There’s no difficulty for airlines to demonstrate a fundamental mindset shift to think beyond the seat, and truly behave like retailers by enabling customer-centric innovation. The new frame of reference among the airline retailing model is: “How do I fulfil my customer’s end-to-end needs to capture maximum share of wallet, while maximising the lifetime value of each customer?”
Besides, travellers want to be recognised so they can enjoy personalised, contextualised, and seamless experiences that meet their needs throughout their traveller experience.
Technology and modern consumer experiences are key drivers of evolving customer expectations. The thing about ‘retailing’ is, that it puts the customer at the heart of the business to become more customer centric.
Even in today’s environment, challenges persist in identifying end-users and their needs, launching new products promptly, dynamically pricing in real-time, monitoring product consumption status, managing ancillary products, introducing updated payment methods, and servicing offers. As a true retailer, addressing all of these challenges is essential to better serve customer needs.
Exploring technological advancements in retailing could help to unlock significant revenue opportunities, which according to McKinsey airline retailing – essentially selling products in new ways, could be worth $40 billion by 2030.
The task at hand is to address the packing of relevant offers in real-time across multiple channels, which should include both air and non-air services, in order to fulfil the customer’s needs throughout their journey.
Our strategy is simple
ClarityIFR allows airlines to tailor offers that are dynamically retailed, while being seamlessly fulfilled and delivered as orders on-board. It’s a need to help airlines put their distinctive stamp on the map, prioritising the decisions that can be made for them in real-time.

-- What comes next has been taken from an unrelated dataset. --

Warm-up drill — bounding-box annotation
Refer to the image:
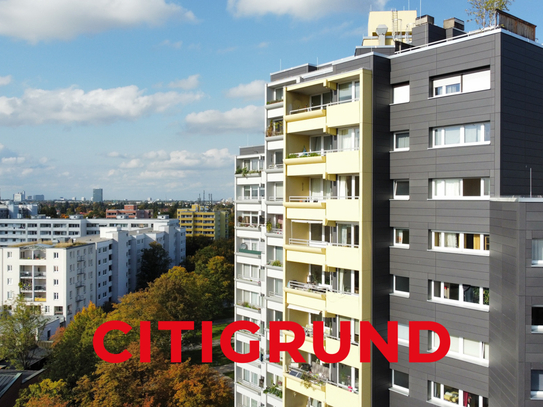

Airlines already hold access to a great deal of data that’s enriched with purchasing decisions from each individual, and by prioritising data collection and analysis – this is how airlines can adapt and adjust to today’s conditions and purchasing behaviours in real-time by constructing relevant and target-group specific offers. As a result of doing so they shall unlock:
- Greater relevant offers driven by continuous customer searches, purchasing history and pricing algorithms will significantly improve customer engagement and satisfaction.
- Customers will benefit from attractive, tailored offers that creates better conversion rates for airlines.
- Improving customer choice based on demand forecasting will optimise sell-through rate, reduce costs, and increase supply chain efficiency.
Why should airlines care about offers and orders?
Embarking on this transformation means airlines must consider every aspect of the customer journey, including shopping, booking, payment, delivery and financial back-office processes. Working backwards from the customer experience and simplifying retail-fulfilled processes to accommodate travellers will enhance differentiation in a crowded marketplace, promote loyalty and deliver profitable, sustainable revenue growth.
A world of flexible offers and orders is on the horizon. Those who partake will deliver:
- Greater personalised and higher-margin content
- Use real-time data flows from offers and orders to grow revenue and reduce costs
- Improve choice for customers by embarking on new partnerships
- Customers will benefit from a transparent shopping experience
While the transition has become gradual, the good news is that the industry initiatives are already underway to address these challenges. Dynamic bundling, offers and dynamic pricing are just a few of the ways being dealt by airlines.